Michael ‘Hank’ Wilson – Recently a friend posed this question to me, isn’t it time that we stopped agriculture subsidies and just let the market decide who survives. I had to think about it, because I have always believed in laissez-faire economics, the policy of non-interference by governments in how companies compete. My initial reaction was a demand-driven, hands-off approach is better.
As I researched the issue of agriculture subsidies, I began to question if that philosophy works in these days of corporate monoliths. Since I am not personally farming, but instead work on the periphery I can only go by my observations and research. What I have found is there are giants who have enough capital to strangle all competition and cut off access to markets. Modern agriculture subsidies do not need to be ended, they need to be more equitable.

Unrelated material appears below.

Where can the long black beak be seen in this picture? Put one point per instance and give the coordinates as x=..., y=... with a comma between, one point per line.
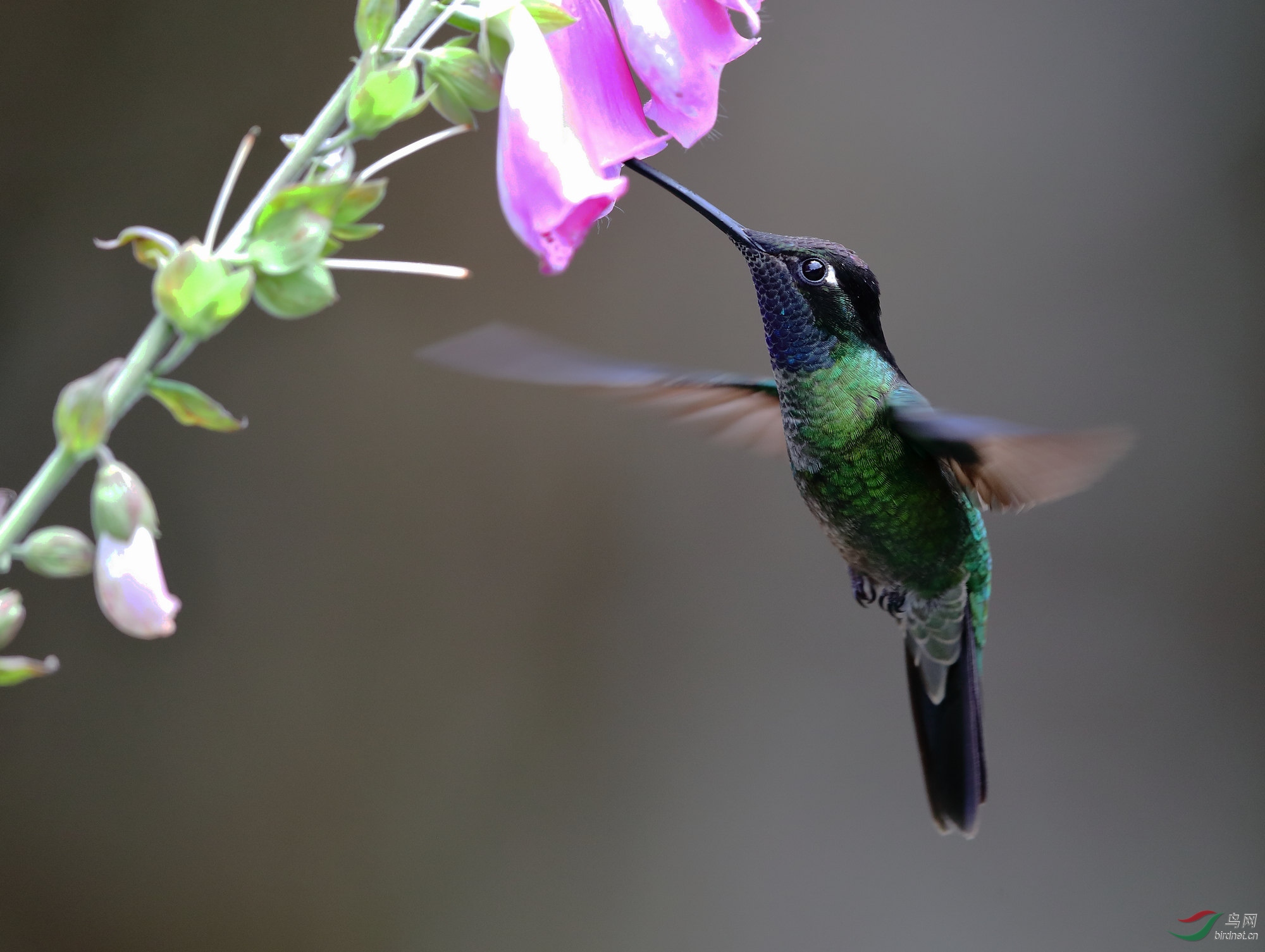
x=710, y=212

Most support is for those who grow corn, soybeans, wheat, cotton, and rice, and they are not based on current or future production but rather historical data on acreage. It seems that the smaller farmers are at a distinct disadvantage. In fact, the USDA says that in 2020, 69% of US farmers did not receive any subsidy. Maybe it is time to ensure that more crops, especially fruits and vegetables have more access to subsidies.
I did find a very interesting November 2021 article on this subject. It turns out the big players not only have the most income, they also get the most help from the government. You can never have a completely even playing field. You can ensure that things are not completely slanted in favor of one side. Just because you have can afford to pay for more influence doesn’t mean you’re in the right.